A Cross-Cultural Society

A Cross-Cultural Society

Clearly, there is no way to encompass what culture is within just a few words. We have trouble defining culture because it’s all around us. It’s the food we eat. The music we listen to. The art we love. Our mannerisms. Language. Each part of the world has its respective acceptance of what’s “normal” and “familiar.” We aren’t born with a predefined culture–we learn it from our surroundings. When people meet me, I’m usually overlooked as being from a different country. Endlessly waiting on the where-are-you-from question. It doesn’t usually come up until you read my last name or hear a slur of Spanish words escape from my mouth. I’m a native Spanish speaker born in Venezuela, moved to Miami when I was six, and then moved again to Charlotte (NC) when I was 14. I’ve been extremely fortunate to grow up with two cultures. Everything my mom taught me from being on latin time (aka always late), to making arepas, and listening to Gaitas during the holidays wasn’t the norm for my peers and classmates (unless they were from Venezuela). While in Charlotte, I was exposed to Southern culture, I learned all about comfort food: gravy, casseroles, and fried chicken; and colloquialisms like bless your heart, ya’ll, and pecan (pronounced pee-can not peh-cahn).  



But honestly, I feel like my main identity is a mix between Venezuela and Miami. Growing up in Miami, a city known for its mosaic of cultures with strong influences from a diversity of nationalities and backgrounds. Something you can see reflected in their sense of culture–from buildings to design to food. Being exposed to other cultures gives you the chance to have multiple perspectives or outlooks into problem-solving. To have the advantage of knowing what it’s like to assimilate gives you the opportunity to see the world through someone else’s eyes. Going to the first grade in South Beach and not knowing a lick of English was an eye-opener for me. I had to make myself uncomfortable and learn to come out of my box in order to learn to be American. And after moving to Charlotte, it was like being exposed to a third culture.

Exploring other cultures is an experience that gives you a sense of understanding and openness into other people’s perspectives. You learn along the way there are a lot of ways to reach the same goal, and that there are many different goals and standards people find worth reaching–depending on their culture. Everyone has a different perspective and not one particular view is ever the correct over the other one. Cross-cultural awareness is essential to being able to get along with a diverse group of people.

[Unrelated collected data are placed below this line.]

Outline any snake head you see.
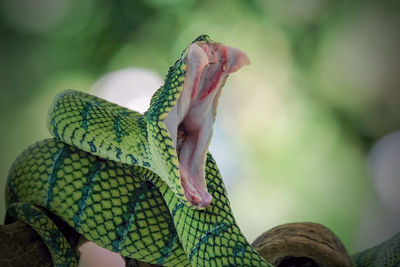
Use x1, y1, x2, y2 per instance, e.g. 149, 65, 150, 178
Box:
158, 35, 250, 208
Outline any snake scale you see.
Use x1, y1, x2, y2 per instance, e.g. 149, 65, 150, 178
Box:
5, 35, 400, 266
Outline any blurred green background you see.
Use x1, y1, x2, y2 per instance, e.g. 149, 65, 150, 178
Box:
1, 0, 400, 255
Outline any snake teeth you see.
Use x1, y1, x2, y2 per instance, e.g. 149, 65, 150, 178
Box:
164, 40, 250, 208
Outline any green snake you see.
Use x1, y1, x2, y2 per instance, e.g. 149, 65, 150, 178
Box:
5, 35, 400, 266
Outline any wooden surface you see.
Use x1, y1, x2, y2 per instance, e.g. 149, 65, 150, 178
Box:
0, 220, 352, 266
253, 222, 352, 267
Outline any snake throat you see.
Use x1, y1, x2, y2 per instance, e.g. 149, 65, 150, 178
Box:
164, 40, 250, 208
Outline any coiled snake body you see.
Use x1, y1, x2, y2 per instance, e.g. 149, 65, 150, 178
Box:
5, 35, 400, 266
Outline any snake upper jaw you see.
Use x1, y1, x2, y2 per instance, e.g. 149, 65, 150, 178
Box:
164, 40, 250, 208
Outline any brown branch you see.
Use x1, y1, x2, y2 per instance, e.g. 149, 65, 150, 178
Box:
253, 222, 352, 267
0, 220, 52, 267
0, 221, 159, 267
1, 221, 352, 266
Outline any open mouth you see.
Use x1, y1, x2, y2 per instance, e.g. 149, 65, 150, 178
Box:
163, 41, 250, 208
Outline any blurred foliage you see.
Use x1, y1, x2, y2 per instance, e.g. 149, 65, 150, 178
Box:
1, 0, 399, 253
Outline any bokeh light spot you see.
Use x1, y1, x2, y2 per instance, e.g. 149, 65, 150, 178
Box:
1, 0, 71, 33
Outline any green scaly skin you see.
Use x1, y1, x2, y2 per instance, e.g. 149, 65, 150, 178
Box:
351, 232, 400, 267
6, 35, 270, 266
5, 35, 400, 266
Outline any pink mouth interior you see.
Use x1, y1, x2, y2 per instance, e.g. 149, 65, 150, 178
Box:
163, 41, 250, 207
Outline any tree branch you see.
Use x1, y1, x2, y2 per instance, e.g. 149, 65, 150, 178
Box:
0, 221, 352, 266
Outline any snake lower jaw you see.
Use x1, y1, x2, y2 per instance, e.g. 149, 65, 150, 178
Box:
180, 164, 213, 208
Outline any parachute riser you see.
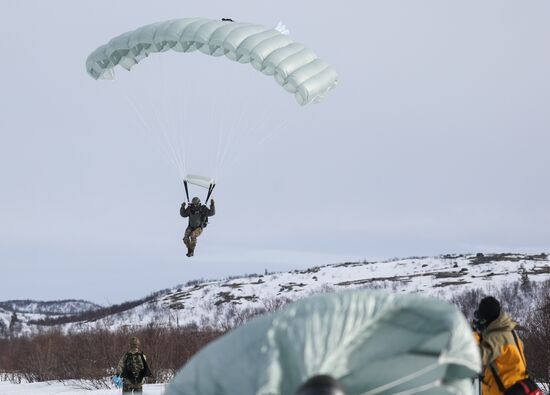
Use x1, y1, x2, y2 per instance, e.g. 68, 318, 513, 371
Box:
205, 184, 216, 205
183, 178, 215, 204
183, 180, 190, 203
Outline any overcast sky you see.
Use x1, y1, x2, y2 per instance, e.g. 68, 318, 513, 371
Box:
1, 1, 549, 304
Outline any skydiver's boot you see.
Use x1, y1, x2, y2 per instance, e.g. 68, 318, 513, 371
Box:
183, 237, 190, 256
186, 247, 193, 257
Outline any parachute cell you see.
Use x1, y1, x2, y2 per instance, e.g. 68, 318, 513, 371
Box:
85, 18, 338, 105
164, 290, 481, 395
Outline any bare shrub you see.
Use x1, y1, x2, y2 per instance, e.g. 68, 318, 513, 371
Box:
0, 326, 223, 383
522, 280, 550, 390
450, 288, 484, 319
262, 297, 291, 313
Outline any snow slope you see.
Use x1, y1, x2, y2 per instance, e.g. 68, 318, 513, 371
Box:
3, 253, 549, 335
0, 381, 164, 395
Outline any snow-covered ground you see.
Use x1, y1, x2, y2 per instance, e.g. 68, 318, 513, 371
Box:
88, 252, 550, 330
0, 381, 165, 395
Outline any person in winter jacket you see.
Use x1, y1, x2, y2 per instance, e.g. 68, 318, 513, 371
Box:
474, 296, 528, 395
115, 337, 152, 393
180, 197, 215, 257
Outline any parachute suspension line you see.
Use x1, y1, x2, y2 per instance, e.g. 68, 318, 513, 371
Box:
257, 119, 289, 147
217, 98, 249, 173
216, 98, 239, 172
212, 98, 230, 180
213, 109, 225, 182
214, 102, 235, 180
214, 95, 234, 181
215, 99, 256, 181
119, 88, 184, 177
216, 107, 259, 179
223, 118, 289, 176
219, 106, 281, 179
121, 61, 185, 179
163, 55, 188, 178
145, 56, 186, 179
181, 84, 192, 173
209, 98, 222, 179
359, 361, 441, 395
387, 381, 440, 395
155, 56, 187, 178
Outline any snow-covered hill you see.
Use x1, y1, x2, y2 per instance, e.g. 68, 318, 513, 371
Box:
0, 300, 101, 337
3, 253, 549, 336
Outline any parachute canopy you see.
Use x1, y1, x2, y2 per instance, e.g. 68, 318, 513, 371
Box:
164, 290, 481, 395
86, 17, 338, 105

In the Art of Innovation, Tom Kelley describes the innovation process at Ideo, the awarding design consultancy. At Ideo, they make an effort to create teams with diverse experiences, watching consumer behavior and taking into account multiple insights in order to create something unique. These insights are then used to inform creative thinking in a process that carries out integrative complexity. Integrative complexity is the ability to consider and combine multiple perspectives and points of view. Different points of view are what enhances individual creativity, and cross-culture communication could be used to learn how to target your brand to a particular key audience.

Cultural illiteracy isn’t an option anymore. Our demographics are constantly changing and we are a cross-cultural society. Becoming independent from external influences is extremely difficult in a culture that is constantly bombarding you with images, videos, memes, news, and articles. Opinions, opinions, opinions. Telling you how to dress, or how to act depending on your social genre. People are constantly searching for identification within products. And that’s where designers come in. They search for the experiences of other cultures, assimilating and reinterpreting them in order to provide benefits to their target audience. Cross-cultural design is becoming more relevant in our globalized society. This means that marketing to one social faction isn’t how it is done anymore. Cross-cultural marketing is the ability to cross over from one culture to the next. Multinational corporations are taking advantage of their brand positioning depending on the country they’re in. Each country gets its own set of products & marketing, appealing to the practices and beliefs of the area. 



And more recently, Coca-Cola started the “Share a Coke” campaign in Australia; and sold 250 million named bottles and cans in a nation of just under 23 million people. The campaign has since made its way around the world for 5 summers in a row, reaching more than 70 countries. Coca-Cola teams from Great Britain, to Turkey to China–and, most recently, the United States–have put their own creative spin on the concept, while preserving the simple invitation to Share a Coke with (insert name). Coke made sure the campaign was inclusive, including names that ranged from Jose to Laura to Maya. And if someone’s name could not be found in stores, customers could personalize their own bottle online. Instead of doing diluted multicultural campaigns, Coke was able to target a mosaic of cultures with one campaign. 

Cultural intelligence (CQ) is the key to success for any new business, companies gain a new edge when they bring in diverse perspectives into the team. CQ tells us how well we work with diverse groups of people. It’s something that is needed around the world. Not just in design, but in cooperation between people and countries.

Increase your Cultural Intelligence (CQ):

Don’t diminish someone else’s experience.

Acknowledge that because something isn’t happening to you, it doesn’t lose value.

Get out of your comfort zone.

Try new things. Go to a local Spanish Market. Eat at a new adventurous restaurant.

Insights & Inspirations.

The world is an unlimited possibility of perpetual learning. There will always be something to gain with so many new perspectives to learn and be inspired by.